En cette année 2026, le secteur immobilier français connaît plusieurs transformations notables, y compris une réforme de la fiscalité immobilière. De l’augmentation des frais de location à la révision des taux d’usure, ces changements concernent directement les propriétaires, les locataires ainsi que les acteurs financiers et institutionnels. Observateurs et experts s’accordent à dire que ces évolutions pourraient redessiner significativement le paysage immobilier de l’Hexagone. Faisons le point.
Le marché immobilier : ce qui change
Le secteur immobilier semble entrer dans une phase de changements marqués, avec notamment une revalorisation des honoraires. Les analystes du domaine soulignent cette tendance sans toutefois en préciser les chiffres, signalant une pression supplémentaire sur les budgets des locataires. De plus, un nouveau calcul du diagnostic de performance énergétique (DPE) est en cours d’élaboration, bien qu’aucun détail chiffré ne soit disponible. Ce calcul pourrait influencer le marché des ventes et des locations.
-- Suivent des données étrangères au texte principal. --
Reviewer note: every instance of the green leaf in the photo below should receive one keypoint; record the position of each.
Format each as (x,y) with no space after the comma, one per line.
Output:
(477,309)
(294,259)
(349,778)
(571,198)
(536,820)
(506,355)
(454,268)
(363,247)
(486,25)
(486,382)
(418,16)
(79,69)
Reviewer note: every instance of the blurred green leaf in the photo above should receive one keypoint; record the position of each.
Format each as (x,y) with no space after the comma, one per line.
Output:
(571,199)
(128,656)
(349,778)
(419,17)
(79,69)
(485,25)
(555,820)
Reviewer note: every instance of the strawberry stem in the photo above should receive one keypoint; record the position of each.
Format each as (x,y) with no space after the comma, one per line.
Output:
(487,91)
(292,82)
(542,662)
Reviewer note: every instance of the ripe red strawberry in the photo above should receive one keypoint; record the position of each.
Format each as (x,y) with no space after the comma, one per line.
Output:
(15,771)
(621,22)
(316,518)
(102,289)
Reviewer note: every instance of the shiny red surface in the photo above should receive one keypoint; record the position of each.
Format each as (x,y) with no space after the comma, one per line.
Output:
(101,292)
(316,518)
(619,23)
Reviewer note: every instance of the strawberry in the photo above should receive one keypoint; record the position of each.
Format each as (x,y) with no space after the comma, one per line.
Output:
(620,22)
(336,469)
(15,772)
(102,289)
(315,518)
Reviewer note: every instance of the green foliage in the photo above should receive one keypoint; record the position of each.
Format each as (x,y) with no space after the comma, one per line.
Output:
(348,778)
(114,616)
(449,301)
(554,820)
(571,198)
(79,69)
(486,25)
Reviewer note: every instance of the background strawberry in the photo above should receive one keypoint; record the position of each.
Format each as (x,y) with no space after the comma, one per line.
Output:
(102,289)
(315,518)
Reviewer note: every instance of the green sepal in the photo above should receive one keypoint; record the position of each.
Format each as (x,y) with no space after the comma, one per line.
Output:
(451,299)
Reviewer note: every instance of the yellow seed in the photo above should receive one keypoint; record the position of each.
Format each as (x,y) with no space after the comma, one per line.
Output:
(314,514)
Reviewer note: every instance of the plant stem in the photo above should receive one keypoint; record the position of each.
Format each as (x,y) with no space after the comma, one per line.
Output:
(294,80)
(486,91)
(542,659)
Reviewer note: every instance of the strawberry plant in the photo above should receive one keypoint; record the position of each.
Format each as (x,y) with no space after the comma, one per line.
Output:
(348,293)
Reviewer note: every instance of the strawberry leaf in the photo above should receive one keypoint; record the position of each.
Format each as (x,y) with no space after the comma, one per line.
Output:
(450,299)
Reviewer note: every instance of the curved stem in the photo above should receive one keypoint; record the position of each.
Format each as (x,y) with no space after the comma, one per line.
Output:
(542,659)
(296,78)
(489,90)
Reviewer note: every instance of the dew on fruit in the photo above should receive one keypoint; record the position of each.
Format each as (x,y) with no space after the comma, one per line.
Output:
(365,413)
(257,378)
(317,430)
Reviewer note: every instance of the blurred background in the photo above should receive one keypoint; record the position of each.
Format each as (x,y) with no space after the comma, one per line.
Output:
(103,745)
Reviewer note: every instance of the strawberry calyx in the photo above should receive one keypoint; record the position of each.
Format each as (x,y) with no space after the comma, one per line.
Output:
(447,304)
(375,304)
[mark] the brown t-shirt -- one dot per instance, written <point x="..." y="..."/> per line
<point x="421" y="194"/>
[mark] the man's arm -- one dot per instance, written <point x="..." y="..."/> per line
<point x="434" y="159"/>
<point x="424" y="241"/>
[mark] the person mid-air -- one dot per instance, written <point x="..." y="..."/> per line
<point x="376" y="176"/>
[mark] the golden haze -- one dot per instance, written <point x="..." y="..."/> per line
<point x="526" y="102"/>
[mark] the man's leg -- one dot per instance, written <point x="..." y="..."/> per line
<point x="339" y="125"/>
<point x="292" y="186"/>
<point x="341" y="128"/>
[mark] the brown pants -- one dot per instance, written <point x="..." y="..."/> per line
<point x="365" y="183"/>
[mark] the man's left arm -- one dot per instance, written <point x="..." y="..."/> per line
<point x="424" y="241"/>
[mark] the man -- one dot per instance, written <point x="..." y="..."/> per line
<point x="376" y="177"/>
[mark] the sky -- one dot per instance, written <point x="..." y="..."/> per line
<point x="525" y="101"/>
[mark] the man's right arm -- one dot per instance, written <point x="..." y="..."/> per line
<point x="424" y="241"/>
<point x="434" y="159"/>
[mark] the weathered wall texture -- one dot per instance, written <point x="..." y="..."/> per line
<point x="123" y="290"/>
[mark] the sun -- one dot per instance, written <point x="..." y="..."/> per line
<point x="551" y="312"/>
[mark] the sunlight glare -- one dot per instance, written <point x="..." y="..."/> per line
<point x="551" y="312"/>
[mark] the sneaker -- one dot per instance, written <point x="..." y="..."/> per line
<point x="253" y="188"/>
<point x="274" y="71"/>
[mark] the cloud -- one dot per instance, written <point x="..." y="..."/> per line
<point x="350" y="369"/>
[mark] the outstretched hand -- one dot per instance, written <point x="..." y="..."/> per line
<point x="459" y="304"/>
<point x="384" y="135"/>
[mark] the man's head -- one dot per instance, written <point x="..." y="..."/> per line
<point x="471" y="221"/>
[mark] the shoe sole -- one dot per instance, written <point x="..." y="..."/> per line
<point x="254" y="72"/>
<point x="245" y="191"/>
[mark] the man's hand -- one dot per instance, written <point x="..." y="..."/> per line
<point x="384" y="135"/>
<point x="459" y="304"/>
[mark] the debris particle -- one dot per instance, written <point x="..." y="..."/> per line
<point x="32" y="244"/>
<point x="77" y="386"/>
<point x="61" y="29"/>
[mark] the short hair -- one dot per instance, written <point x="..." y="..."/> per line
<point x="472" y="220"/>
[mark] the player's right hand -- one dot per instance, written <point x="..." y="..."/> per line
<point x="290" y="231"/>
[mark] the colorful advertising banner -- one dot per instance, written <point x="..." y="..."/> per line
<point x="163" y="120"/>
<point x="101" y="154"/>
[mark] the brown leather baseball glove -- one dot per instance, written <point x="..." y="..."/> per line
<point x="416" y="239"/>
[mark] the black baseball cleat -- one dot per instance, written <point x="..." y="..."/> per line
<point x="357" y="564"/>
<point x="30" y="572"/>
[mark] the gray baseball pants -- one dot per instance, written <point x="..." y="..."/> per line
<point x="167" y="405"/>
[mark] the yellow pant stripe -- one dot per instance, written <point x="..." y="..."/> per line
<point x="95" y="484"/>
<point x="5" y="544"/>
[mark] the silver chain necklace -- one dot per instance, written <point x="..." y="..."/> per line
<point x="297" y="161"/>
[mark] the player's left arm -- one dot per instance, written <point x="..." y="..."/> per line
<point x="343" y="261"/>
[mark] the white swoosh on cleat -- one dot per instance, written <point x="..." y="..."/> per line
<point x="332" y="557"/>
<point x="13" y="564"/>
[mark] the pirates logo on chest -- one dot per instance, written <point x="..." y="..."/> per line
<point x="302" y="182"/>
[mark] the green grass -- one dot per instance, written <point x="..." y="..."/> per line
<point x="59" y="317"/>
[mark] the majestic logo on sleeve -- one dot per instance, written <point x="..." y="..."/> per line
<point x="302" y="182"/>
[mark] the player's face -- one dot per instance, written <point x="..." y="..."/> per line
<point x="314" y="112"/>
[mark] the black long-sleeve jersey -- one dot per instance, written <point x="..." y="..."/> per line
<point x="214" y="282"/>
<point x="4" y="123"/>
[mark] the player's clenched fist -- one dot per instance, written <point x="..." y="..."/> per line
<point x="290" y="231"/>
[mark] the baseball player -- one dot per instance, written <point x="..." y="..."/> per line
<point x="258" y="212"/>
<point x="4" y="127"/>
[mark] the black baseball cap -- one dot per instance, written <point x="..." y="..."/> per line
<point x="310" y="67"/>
La poursuite (ou non) de l’encadrement des loyers est également au centre des débats. Bien que cette mesure soit déjà en place, elle n’est « pas toujours bien respectée à Paris » d’après Le Parisien. Cela amène à se questionner sur son efficacité et sa mise en application dans d’autres villes franciliennes, où la tension locative demeure forte. Certains experts proposent l’introduction d’un « statut bailleur privé », privilégiant une approche qui pourrait « réduire la tension locative » dans ces zones particulièrement touchées.
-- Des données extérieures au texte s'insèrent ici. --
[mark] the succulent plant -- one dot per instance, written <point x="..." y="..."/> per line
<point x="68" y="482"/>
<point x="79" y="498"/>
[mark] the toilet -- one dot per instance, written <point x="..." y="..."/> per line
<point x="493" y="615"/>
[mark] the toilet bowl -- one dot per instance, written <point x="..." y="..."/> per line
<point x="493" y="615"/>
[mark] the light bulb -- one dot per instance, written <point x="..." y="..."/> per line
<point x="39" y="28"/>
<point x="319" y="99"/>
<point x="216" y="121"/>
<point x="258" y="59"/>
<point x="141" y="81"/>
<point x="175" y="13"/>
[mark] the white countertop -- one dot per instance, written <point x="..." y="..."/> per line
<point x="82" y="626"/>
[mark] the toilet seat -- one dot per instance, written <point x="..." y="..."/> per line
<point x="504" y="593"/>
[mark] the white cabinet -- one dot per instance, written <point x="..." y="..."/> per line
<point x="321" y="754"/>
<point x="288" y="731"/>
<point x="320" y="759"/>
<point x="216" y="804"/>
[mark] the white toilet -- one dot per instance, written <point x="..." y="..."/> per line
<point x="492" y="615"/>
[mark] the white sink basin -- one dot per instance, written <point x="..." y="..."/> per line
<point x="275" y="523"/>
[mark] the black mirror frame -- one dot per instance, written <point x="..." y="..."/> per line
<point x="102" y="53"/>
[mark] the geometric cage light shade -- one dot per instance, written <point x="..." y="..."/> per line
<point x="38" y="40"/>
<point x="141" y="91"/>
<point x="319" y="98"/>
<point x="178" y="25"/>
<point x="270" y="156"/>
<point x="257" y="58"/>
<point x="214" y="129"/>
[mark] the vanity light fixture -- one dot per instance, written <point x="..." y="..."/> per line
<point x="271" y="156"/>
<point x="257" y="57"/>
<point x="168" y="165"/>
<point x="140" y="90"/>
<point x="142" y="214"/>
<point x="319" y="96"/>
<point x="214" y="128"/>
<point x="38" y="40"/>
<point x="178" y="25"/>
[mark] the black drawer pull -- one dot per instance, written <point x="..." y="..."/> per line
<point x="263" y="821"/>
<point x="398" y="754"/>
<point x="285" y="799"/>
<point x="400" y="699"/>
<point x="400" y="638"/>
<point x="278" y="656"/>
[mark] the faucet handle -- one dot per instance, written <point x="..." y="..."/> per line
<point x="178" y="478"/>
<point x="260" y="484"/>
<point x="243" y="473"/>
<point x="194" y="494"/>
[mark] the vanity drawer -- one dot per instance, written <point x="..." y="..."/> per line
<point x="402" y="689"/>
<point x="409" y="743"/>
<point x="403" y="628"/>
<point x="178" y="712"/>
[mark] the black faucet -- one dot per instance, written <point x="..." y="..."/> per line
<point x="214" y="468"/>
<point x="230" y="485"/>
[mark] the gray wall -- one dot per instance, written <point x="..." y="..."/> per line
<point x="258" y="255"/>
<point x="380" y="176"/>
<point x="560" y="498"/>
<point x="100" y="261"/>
Budget et contraintes financières
Dans le contexte actuel, d’autres mesures sont « attendues ou en suspens », principalement en raison d’une insuffisance de budget. L’incertitude autour de l’application et du financement de ces mesures rend difficile la projection des politiques à venir dans le secteur immobilier. Les experts estiment que sans un soutien financier public plus conséquent, les solutions resteront limitées à des propositions jugées trop timides.
Zoom sur les taux d’usure
Parallèlement, la Banque de France a publié de nouveaux taux d’usure pour le premier trimestre 2026 sur son site internet. Conçus pour « protéger les emprunteurs », ces plafonds définissent les taux maximaux que les établissements de crédit peuvent pratiquer lors de l’octroi de prêts.
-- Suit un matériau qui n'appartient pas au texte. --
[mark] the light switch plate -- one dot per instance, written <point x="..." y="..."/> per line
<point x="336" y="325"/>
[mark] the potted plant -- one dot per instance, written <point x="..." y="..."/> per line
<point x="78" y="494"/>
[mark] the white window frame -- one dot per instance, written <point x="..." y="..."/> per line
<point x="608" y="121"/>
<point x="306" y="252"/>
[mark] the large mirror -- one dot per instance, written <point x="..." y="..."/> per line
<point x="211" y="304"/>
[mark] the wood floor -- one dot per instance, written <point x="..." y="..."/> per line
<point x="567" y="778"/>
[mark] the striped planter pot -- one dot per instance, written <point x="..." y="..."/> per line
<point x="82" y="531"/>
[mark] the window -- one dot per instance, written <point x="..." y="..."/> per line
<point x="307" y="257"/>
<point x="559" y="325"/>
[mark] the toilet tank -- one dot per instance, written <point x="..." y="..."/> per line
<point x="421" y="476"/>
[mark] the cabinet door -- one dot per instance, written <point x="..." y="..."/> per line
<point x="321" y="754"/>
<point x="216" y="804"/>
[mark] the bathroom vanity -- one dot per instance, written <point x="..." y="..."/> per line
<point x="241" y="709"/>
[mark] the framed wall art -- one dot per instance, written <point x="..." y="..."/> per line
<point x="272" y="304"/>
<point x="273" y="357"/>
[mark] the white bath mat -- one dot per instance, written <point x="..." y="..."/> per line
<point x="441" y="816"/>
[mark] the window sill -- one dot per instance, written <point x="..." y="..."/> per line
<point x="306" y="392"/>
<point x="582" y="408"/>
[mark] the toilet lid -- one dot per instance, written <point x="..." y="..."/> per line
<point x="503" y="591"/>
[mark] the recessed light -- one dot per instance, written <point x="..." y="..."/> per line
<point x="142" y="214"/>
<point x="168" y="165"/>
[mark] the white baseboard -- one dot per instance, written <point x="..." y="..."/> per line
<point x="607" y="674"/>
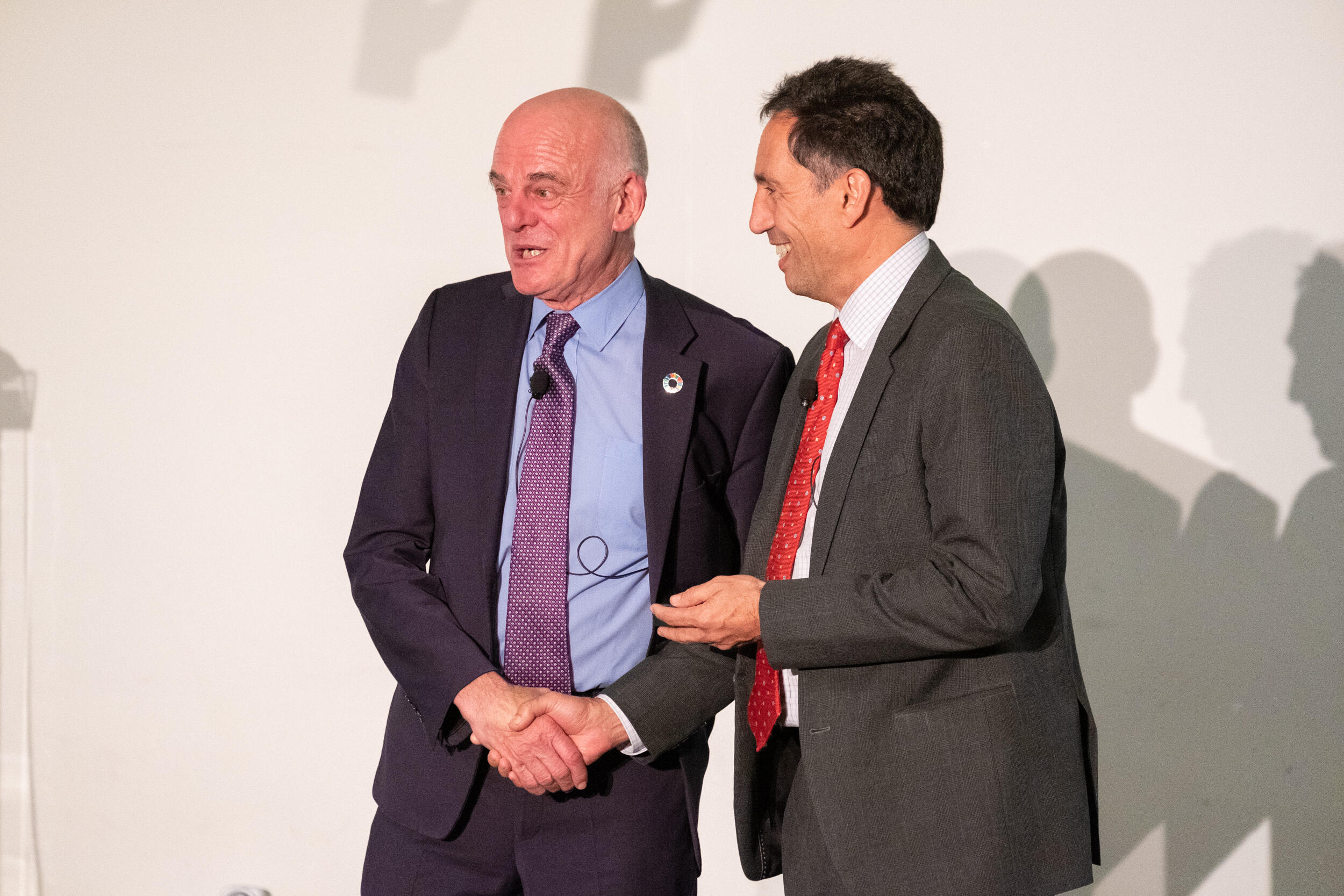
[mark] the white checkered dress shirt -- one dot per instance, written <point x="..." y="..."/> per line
<point x="862" y="318"/>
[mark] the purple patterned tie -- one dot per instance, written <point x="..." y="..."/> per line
<point x="537" y="630"/>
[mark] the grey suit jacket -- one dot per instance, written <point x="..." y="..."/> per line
<point x="947" y="734"/>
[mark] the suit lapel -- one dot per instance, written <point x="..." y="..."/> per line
<point x="784" y="448"/>
<point x="667" y="418"/>
<point x="923" y="284"/>
<point x="499" y="338"/>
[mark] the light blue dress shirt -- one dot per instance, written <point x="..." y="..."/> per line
<point x="611" y="622"/>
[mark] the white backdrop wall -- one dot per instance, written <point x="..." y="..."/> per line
<point x="221" y="219"/>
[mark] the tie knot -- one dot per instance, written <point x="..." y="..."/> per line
<point x="560" y="328"/>
<point x="837" y="338"/>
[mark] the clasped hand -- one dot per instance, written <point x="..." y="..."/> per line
<point x="547" y="739"/>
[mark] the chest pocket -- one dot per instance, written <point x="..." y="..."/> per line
<point x="620" y="508"/>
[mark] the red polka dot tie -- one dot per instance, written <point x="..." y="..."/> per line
<point x="764" y="706"/>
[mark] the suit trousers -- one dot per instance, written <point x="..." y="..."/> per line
<point x="808" y="870"/>
<point x="628" y="832"/>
- Pour les prêts à taux fixe d’une durée de 20 ans et plus, le taux d’usure a légèrement augmenté, passant de 5,09 % à 5,13 %.
- À l’inverse, les crédits d’une durée inférieure à 10 ans enregistrent une baisse, avec un nouveau plafond de 4,12 % contre 4,23 % précédemment.
- Quant aux prêts à taux fixe d’une durée comprise entre 10 et moins de 20 ans, le taux a diminué à 4,59 %, réduisant légèrement les charges pour les emprunteurs.
- Par ailleurs, les prêts à taux variables voient leur taux d’usure baisser à 4,99 %, tandis que les prêts relais sont désormais plafonnés à 6,15 %, témoignant d’un certain assouplissement par rapport aux trimestres précédents.
Ce que ça change pour le marché du crédit
Les fluctuations des taux des crédits immobiliers influencent directement les taux effectifs moyens pratiqués par les banques. Pour les prêts à taux fixe d’une durée comprise entre 10 et moins de 20 ans, les taux effectifs sont passés de 3,53 % à 3,44 %, indiquant une baisse. En revanche, pour les crédits sur plus de 20 ans, une légère hausse a été observée, montant de 3,82 % au troisième trimestre 2025 à 3,85 % au quatrième trimestre de la même année.